История с географией в Масловке набирала обороты на самом деле с весны, когда непросыхающий географ запорол проведение экзаменов по своему же предмету и в восьмом, и в десятом классах. Экзамены в результате принимали Фрол и химичка, ситуацию вроде бы замяли, но буквально через неделю географа поймал за руку завхоз, причем поймал тогда, когда тот тырил из кладовки рулоны вафельных полотенец, явно с целью либо продажи, либо обмена на самогон. Ситуацию замяли снова, но географ всё никак не унимался, и за лето его ловили на кражах больше десятка раз, причем последний раз он пытался спереть коробку мела – мел с большим удовольствием покупали и домашние мастерицы, и Морозовское ателье, для раскроя. Как это ни странно, мел стал последней каплей, географа вышибли, и на его место взяли некую Аглаю Петровну Макарову, которая уже на третий день работы в детдоме получила кличку Кобыла.
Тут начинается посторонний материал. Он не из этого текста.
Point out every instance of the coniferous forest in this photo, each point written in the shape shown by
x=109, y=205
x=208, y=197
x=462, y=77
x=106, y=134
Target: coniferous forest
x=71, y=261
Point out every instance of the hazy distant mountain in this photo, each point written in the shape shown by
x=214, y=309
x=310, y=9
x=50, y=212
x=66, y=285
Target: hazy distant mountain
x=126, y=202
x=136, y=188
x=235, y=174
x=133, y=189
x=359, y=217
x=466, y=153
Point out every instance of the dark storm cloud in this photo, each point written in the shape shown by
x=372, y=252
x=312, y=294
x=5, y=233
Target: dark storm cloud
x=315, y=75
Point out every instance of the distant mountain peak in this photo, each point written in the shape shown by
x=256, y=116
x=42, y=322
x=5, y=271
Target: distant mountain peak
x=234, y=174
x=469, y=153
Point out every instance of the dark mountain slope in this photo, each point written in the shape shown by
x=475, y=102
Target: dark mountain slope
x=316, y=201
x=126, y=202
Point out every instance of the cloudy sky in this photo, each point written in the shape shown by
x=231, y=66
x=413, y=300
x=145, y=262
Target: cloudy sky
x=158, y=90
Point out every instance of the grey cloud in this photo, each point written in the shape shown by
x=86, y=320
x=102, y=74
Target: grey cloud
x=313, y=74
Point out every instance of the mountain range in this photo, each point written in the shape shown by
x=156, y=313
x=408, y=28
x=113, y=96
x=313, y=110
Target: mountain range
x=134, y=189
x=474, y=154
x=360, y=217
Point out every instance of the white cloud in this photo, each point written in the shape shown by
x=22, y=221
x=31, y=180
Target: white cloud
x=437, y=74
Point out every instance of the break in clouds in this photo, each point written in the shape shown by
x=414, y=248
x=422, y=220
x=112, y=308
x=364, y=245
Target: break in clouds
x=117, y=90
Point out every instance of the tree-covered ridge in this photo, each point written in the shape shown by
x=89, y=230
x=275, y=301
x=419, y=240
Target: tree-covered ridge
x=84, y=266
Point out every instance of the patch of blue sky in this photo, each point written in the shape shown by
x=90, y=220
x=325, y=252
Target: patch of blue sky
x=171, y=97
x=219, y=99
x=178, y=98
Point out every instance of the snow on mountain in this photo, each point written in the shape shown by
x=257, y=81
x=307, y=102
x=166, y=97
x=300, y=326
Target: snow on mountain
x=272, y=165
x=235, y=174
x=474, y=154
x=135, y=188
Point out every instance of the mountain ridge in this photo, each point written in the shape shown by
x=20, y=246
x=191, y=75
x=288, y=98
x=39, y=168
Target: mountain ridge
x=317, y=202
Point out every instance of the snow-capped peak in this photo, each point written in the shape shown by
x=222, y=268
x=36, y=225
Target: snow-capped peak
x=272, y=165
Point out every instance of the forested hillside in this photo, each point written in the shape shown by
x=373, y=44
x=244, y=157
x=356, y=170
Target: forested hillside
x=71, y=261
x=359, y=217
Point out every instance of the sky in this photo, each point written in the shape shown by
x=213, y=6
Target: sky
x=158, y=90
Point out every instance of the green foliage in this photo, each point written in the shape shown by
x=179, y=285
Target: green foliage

Сложно себе представить существо глупее химички, говорила позже Берта, но Аглая даже Марию Львовну превзошла, на порядок, не меньше. Во-первых, у Аглаи имелось шестеро детей, от пяти до двенадцати лет, которых Аглая притащила жить с собой в детдом, в комплекте к детям шел муж, тощий, затурканный, зажатый, беспрекословно подчиняющийся жене мужичонка. Во-вторых, Аглая не просто не знала географию, которую собиралась преподавать, нет, она была еще и феерически, феноменально безграмотной, например, свою же фамилию «Макарова» она иной раз могла написать как «Мокарова», а потом удивляться, чего тут такого-то, всё же понятно. К чести Фрола сказать, он зачислил Аглаю не географичкой, а исполняющей обязанности учителя географии, и на том спасибо. Причиной зачисления стало то, что в Морозново просто не знали, куда эту семью девать – долг за комнату в общежитии у них был огромный, выселить с детьми на улицу было по закону нельзя, но и общежитие дальше содержать восемь человек просто так не могло, вот и оказались Макаровы всем семейством в Масловке, на окладе, в одной из комнат за актовым залом…
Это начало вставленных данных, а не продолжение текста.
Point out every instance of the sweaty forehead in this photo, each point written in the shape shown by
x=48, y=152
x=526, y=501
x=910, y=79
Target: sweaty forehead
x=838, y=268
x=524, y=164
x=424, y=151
– Она какая-то… недобрая, – рассказывала Иту Берта. – Что-то в ней есть такое… словно гнильца. Я не разобралась пока. Но, родной, держись от неё подальше. К тому же они, кажется, еще и религиозные, хоть этого и не показывают особенно.
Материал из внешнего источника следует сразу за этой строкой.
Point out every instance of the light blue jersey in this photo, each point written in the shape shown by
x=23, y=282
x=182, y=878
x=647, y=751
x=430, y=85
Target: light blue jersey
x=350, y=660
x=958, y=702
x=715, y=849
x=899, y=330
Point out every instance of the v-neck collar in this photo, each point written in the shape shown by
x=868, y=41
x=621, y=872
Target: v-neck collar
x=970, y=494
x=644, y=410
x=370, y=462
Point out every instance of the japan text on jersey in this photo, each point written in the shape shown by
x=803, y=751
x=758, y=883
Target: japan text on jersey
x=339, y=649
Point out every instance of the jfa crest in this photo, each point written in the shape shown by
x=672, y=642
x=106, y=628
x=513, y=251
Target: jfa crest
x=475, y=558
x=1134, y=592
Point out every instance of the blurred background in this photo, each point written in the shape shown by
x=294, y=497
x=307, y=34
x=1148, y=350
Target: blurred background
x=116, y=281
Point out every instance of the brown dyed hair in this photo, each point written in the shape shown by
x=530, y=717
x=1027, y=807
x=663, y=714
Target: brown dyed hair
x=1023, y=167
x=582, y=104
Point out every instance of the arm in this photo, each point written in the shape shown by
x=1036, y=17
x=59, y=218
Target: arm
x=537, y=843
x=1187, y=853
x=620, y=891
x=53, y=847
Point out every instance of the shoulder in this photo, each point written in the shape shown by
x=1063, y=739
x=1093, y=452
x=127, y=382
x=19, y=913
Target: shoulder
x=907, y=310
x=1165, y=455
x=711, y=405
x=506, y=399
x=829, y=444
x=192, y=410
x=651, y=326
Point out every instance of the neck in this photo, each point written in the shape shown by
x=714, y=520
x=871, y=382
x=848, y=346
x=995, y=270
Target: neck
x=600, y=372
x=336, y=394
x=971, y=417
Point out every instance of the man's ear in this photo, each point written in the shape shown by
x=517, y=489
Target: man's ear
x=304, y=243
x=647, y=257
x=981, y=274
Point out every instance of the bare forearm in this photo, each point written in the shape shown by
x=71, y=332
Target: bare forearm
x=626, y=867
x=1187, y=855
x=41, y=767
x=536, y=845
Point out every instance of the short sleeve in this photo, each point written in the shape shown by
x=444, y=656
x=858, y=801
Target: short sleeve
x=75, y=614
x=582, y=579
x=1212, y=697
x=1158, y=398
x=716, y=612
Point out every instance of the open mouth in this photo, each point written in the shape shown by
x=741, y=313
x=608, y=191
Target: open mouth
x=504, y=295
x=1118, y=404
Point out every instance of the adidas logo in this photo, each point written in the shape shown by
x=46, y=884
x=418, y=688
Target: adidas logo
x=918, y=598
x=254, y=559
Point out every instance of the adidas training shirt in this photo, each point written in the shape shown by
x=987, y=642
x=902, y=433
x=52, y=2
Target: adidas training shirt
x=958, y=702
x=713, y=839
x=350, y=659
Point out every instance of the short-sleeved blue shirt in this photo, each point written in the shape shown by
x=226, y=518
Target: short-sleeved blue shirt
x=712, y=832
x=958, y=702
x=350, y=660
– Приму к сведению, – ответил Ит. – Спасибо, что сказала.
– Если бы эти слова могли на что-то повлиять, – вздохнула Берта. – Жаль, не было времени присмотреться. Но она мне очень не понравилась.
– Значит, и мне не понравится, – заключил Ит. – Будем не любить её вместе. Издали.
– Хорошо, если издали.
* * *Как-то раз, совсем уже на излёте сентября, двадцать четвертого числа, Берта шла домой из Масловки. Именно шла, потому что день выдался тёплый, чудесный, истинно осенний, умеющий вызывать ни с чем ни сравнимое, щемящее душу чувство – расставания, полета, светлой печали, и какой-то тихой, неизъяснимой радости. Берта шла по дороге одна, медленно; она расстегнула плащ, сняла с шеи косынку, и наслаждалась моментом. Одиночество, теплый ветерок, выцветшее небо неимоверно высоко над головой, облетающие с деревьев листья…
В кустах неподалеку вдруг раздался шорох, Берта остановилась, и увидела, что на дорогу выбираются из подлеска братья Фламма.